Vivien Thomas, an African American man, had wanted to go to medical school and had worked very hard to achieve that goal. He was accepted to Tennessee State College in 1929, but lost all his tuition money when the Depression hit and his bank closed its doors.

Dr. Helen Taussig was dyslexic (before that had a diagnosis or name) and a woman who wanted to become a doctor at a time when "only 5% of practicing doctors in the United States were women." Women were often denied admittance or even their degrees (after they had completed their studies).

Dr. Taussig did become a doctor and was actually asked to run the pediatric cardiac clinic at Johns Hopkins when it was created in 1930.

In 1938, Dr. Taussig read about an operation that gave her an  idea about an operation that could help her 'blue babies' that she was unable to save.   She discussed it with a Dr. Gross at Harvard who dismissed her idea out of hand.

*We now interrupt this review for a brief political point:  It is fascinating to see how Dr. Taussig and her staff were perceived.  Even though she and Blalock did end up working together he said that she was "difficult"...Dr Taussig (and her entire staff)) come around here and worry me so much."  By "worry" he meant that she wanted to make sure her ideas were not "dismissed out of hand" and that her patients and their parents were treated well.  Wow, how dare she? (sarcasm emoji).*

Why is this a political point?  Well, watching the election coverage, I would say that women (one in particular) are still subjected to such an extreme double standard when it comes to behavior.  A male doctor's concern would not have been seen through such a condescending lens.

She saw her chance to try again when Dr. Blalock came to Johns Hopkins.  She met with Blalock and Thomas and they were receptive to her ideas (and surprised she had a "pleasant personality" sigh).  Thomas immediately started studying the collection of defective hearts that Taussig had (she was literally surrounded by her failures, making her more determined to find a cure) and coming up with ideas for an operation.

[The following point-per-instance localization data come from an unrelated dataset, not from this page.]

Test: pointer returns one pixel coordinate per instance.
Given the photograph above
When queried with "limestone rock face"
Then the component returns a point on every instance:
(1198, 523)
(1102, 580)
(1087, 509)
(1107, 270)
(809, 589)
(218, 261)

It is also fascinating (and aggravating) to note that although Thomas perfected the surgery, he was never allowed to operate on human patients (he practiced on dogs, and the book does talk about protests against animal experimentation), he would have to stand behind Blalock and advise him.

Breakthrough not only tells the story of a life changing/life saving medical procedure, it gives us a window into what it was like for women and people of color

Warning:  There is a photo in this book of two lynched African Americans dangling from a bridge.  It is horrifying and jarring and shows the heartlessness of the lynch mob.  They took souvenir photos which they often made into postcards.